Forbes' Daniel Lyons calls bloggers lynch mob. Bloggers light torches.

Forbes published a controversial article by Daniel Lyons entitled Attack of the Blogs. It opens with “Web logs are the prized platform of an online lynch mob spouting liberty but spewing lies, libel and invective.” Since it is the talk of the town today, what to make of it?

Steve Rubel thinks it is a soon-to-be maligned and unbalanced story. Look at the comments on his post and you will see that he is not alone.

Because I am a contrarian too, I preferred Dave Taylor’s post on the subject. He presents good arguments for his case. He concludes with:

“There are so, so many positive articles and books being published about blogging, some of which are just as one-sided in the other direction, entreating even the most illiterate of business owners to quickly jump into the blogging world lest their competitors get there first, that blogging itself "reinvents business" and so on, that perhaps articles like "Attack of the Blogs" are needed just to achieve some sort of balance.”

So before jumping on the Lyons' bashing bandwagon, let’s think whether that would cast us with the bloodthirsty lynch mob decried in his (cheap-shot type of) article.

3 comments:

Alice Marshall said...

The problem with Lyon's article was not so much that it was hysterical, although it was certainly that, the problem was that the advice he offered companies was spectacularly bad.
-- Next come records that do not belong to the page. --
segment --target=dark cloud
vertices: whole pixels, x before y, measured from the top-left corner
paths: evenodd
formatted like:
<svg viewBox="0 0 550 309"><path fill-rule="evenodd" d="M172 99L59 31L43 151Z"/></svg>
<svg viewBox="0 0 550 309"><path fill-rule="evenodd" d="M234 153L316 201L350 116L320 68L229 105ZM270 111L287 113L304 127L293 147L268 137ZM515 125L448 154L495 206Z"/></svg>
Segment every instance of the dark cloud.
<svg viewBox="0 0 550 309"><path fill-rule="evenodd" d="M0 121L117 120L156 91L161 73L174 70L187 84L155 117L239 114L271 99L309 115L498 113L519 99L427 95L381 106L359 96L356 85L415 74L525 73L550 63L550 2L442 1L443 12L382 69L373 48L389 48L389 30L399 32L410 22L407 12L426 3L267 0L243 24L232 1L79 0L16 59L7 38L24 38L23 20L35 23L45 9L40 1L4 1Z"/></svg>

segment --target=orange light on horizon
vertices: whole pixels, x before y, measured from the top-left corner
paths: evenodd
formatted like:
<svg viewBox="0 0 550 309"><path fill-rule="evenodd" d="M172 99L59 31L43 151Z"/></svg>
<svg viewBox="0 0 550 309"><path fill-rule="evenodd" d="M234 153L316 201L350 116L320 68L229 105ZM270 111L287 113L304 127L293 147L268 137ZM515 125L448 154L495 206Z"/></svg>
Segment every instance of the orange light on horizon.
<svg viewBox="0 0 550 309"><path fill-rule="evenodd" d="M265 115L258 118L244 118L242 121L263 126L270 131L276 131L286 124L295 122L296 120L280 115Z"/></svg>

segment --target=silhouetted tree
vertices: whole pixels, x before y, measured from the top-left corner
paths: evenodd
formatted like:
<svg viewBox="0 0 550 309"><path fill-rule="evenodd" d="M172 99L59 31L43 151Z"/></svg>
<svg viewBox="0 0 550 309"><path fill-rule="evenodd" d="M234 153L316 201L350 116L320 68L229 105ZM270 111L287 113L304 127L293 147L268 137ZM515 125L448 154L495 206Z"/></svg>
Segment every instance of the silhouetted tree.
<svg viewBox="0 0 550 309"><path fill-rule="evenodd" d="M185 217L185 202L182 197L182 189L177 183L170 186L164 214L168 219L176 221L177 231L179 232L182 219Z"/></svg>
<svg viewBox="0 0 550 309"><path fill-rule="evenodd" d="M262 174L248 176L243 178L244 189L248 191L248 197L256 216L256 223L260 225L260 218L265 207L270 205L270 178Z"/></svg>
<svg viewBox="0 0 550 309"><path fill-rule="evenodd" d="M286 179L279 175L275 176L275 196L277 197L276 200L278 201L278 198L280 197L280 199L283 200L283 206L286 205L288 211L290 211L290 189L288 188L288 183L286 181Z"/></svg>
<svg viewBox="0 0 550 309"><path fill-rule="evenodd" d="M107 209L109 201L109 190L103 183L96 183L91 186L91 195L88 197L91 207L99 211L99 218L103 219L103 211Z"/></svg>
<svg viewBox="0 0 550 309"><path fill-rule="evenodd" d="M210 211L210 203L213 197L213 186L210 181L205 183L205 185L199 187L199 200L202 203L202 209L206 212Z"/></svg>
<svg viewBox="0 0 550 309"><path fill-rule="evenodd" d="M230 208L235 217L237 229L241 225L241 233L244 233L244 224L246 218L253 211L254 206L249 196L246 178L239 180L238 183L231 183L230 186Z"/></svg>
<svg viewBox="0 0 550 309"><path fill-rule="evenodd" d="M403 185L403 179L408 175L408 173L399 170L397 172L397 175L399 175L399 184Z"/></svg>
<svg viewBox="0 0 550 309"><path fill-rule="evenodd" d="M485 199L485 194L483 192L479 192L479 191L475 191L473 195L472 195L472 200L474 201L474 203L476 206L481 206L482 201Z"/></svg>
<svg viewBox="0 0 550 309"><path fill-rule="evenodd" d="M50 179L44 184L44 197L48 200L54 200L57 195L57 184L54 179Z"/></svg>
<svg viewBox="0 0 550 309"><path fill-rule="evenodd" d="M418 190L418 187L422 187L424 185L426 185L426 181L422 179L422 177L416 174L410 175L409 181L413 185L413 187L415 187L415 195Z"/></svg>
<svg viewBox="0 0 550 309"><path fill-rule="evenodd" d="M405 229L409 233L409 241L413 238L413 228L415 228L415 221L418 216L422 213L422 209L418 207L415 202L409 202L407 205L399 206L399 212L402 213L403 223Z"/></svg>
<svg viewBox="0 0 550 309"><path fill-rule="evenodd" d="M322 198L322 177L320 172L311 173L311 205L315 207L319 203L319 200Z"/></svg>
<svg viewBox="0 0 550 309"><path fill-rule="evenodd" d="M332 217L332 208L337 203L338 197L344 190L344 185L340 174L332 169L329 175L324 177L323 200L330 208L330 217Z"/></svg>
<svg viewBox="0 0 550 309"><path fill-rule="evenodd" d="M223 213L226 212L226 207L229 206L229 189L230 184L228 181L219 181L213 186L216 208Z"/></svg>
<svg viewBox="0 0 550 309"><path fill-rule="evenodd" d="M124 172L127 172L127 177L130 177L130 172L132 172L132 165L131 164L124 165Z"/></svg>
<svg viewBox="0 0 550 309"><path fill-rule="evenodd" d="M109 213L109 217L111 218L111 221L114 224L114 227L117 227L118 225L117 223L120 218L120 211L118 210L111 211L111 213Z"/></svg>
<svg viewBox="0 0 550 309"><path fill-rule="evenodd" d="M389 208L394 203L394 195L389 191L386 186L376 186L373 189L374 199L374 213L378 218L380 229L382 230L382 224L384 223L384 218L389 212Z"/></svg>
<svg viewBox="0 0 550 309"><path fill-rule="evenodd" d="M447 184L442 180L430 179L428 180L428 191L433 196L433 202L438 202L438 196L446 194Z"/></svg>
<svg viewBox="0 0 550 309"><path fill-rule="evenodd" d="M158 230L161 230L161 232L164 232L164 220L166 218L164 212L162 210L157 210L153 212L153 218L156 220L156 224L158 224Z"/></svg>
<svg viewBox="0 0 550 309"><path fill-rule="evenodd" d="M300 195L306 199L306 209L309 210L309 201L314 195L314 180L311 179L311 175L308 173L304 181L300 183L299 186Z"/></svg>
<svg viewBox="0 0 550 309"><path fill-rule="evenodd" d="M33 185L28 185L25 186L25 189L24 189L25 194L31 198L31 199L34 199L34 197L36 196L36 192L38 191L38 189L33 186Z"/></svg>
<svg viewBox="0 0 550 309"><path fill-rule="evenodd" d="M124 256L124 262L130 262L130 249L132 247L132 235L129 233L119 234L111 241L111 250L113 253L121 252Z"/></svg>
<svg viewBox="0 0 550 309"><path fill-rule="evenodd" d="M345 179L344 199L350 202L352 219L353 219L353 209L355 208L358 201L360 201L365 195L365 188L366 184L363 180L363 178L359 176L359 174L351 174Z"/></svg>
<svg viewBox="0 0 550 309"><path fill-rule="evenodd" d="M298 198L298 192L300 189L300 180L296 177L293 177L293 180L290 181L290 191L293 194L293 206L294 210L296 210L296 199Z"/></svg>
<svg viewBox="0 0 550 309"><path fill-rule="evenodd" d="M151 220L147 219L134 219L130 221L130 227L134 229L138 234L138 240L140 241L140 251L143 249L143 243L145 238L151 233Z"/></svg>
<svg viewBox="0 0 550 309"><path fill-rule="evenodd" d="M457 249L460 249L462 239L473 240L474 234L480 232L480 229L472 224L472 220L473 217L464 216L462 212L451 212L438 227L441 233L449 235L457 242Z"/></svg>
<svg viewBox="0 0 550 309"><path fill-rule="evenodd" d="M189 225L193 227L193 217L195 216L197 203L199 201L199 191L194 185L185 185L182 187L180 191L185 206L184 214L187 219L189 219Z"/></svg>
Any company who permits themselves to be guided by this will get into big trouble.

Dave Taylor said...

Sorry, Alice, I don't really agree with your analysis of Lyons' article. I'm not an apologist for a badly written piece, but there's a lot that he says that I believe - and plenty of other folk agree - are wrong with the blogosphere, or at least pitfalls in the blogging community, certainly topics that newbie business bloggers need to know about.

Joël Céré said...

The advice was bad and the piece was pure sensationalism. But nonetheless, he puts the finger on some real issues (better articulated by Dave Taylor). I have some problems about painting blogs as the panacea for curing all corporate ailments. I have some issues too with casting the world with the evil media corporations on one side and the righteous, truth seeker bloggers on the other. There is a lot of wrong happening on the blogosphere (and right of course) and it is surprising to see how few bloggers spend time really analysing what is going on. Are there too many vested interests already? Beware "la pensee unique" (one school of thoughts only).